No, it's not a play house.  It's an early 1900s bird cage.  The top can be removed for cleaning.  The front door opens for removing and placing the birds.  Price tag -- $1250.  I bet you won't find another one anywhere -- esp in such pristine condition.

It says it still works!
Oh My Word, it's neverending
A Victorian settee and 4 matching chairs
Made exclusively from Teakwood -- price tag $3700

On the opposite side of the building were various crafts.
These are folding kitchen islands
These are new, name brand clothes, mainly from QVC.
And then there's the basement bargains
It's neverending

I took so many pictures, my battery died.  You're probably thinking "Thank goodness."  LOL

I'm going to stop for now, but there's more.  We went back to Weldon again today.  The population of Weldon, North Carolina, is less than 3000 and the unemployment rate is 12%, so what else could there be to see?  Well, there is a little more history I want to share, so stay tuned.  One thing I learned is just like with a book, you can't judge it by its cover.  Well, sometimes you can't judge a small American town by how it appears on the outside, but if you delve into it, you may be surprised what you find.

Until next time, God bless.


  1. You've got me sitting on the edge of my chair! I will be waiting for your next post. Keep the pictures coming.

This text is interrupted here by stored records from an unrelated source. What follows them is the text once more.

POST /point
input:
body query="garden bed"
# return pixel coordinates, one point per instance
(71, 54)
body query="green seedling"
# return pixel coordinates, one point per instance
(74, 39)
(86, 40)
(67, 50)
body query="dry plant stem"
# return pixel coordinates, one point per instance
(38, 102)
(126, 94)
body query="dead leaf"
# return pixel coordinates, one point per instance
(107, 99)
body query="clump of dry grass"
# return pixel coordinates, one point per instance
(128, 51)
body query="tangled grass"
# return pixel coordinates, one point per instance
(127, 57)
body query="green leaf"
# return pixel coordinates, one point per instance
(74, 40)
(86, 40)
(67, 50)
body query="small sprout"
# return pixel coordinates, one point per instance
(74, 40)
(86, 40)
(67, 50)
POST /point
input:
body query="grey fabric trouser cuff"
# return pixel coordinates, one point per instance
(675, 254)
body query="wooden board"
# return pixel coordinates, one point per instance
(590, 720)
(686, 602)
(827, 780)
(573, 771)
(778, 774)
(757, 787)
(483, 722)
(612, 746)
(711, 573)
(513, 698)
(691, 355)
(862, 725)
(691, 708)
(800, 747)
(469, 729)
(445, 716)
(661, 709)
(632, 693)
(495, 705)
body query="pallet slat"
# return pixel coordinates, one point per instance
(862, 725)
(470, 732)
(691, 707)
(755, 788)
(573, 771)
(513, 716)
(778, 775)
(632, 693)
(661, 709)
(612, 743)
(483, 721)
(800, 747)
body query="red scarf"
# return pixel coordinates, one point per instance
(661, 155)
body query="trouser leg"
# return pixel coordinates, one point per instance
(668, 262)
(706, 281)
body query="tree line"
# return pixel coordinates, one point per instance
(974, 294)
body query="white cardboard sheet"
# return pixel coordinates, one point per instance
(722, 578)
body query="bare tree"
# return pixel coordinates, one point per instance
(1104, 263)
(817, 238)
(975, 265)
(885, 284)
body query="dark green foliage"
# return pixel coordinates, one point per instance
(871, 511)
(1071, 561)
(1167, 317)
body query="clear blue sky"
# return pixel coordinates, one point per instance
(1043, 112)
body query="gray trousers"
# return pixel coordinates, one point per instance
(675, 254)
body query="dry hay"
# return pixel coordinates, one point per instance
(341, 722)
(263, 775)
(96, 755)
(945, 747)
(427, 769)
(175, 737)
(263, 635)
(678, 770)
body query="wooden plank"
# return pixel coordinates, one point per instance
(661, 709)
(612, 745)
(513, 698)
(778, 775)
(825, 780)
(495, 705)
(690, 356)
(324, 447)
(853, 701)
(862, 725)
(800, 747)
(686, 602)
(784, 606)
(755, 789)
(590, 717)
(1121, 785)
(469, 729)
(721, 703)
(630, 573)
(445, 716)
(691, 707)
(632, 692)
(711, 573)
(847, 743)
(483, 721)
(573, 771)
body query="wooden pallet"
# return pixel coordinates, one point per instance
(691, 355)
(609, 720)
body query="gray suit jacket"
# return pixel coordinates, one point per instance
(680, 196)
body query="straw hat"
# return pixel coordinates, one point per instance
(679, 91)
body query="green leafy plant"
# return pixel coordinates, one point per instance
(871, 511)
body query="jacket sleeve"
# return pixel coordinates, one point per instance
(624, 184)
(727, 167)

    1. Your comment made me laugh -- looks like it will be another day or so before I post the 2nd chapter...I still have a couple of pics I need to take:o)

  2. Most of the great experiences we've had on the road have been in small town America. It really is amazing how many things you can find to see and do if you just take the time. This was a wonderful tour of the town and shops.

    1. AMEN!! Even have my daughter wanting to come and visit so she can take-in the shoppes. She only lives 40 mi down the road but had never heard of this place.

  3. I like the small towns and the unexpected treasures they contain. What a great time you must have had just looking at all these unique and interesting pieces.

    1. Going back tomorrow to take a couple of more pics for my blog -- amazing what you can find!!

  4. If you hang around a place long enough you can usually find some interesting things, even if your initial impression is not good. By the way, did you buy anything??

    1. Didn't buy a thing -- may have to go back tho and buy something:o)

  5. Well now, Weldon! We may have to add that place to our itinerary for our muscle trip starting in 2015. Our home base is the poorest county in Arizona, so we won't have to worry about the poorest county in North Carolina. Can't say we'd enjoy browsing that big a place, but some of the stuff was definitely inviting.

    1. I cannot imagine planning a trip that far in advance. Be sure and stay at the RV Resort at Carolina Crossroads, just off I-95 and 8 miles to the NC/VA line.

  6. What a great post - lots of neat old treasures in that store for sure. Thanks for posting all the pics.

    1. Thanks Rick -- we really enjoyed finding the treasures of small town America.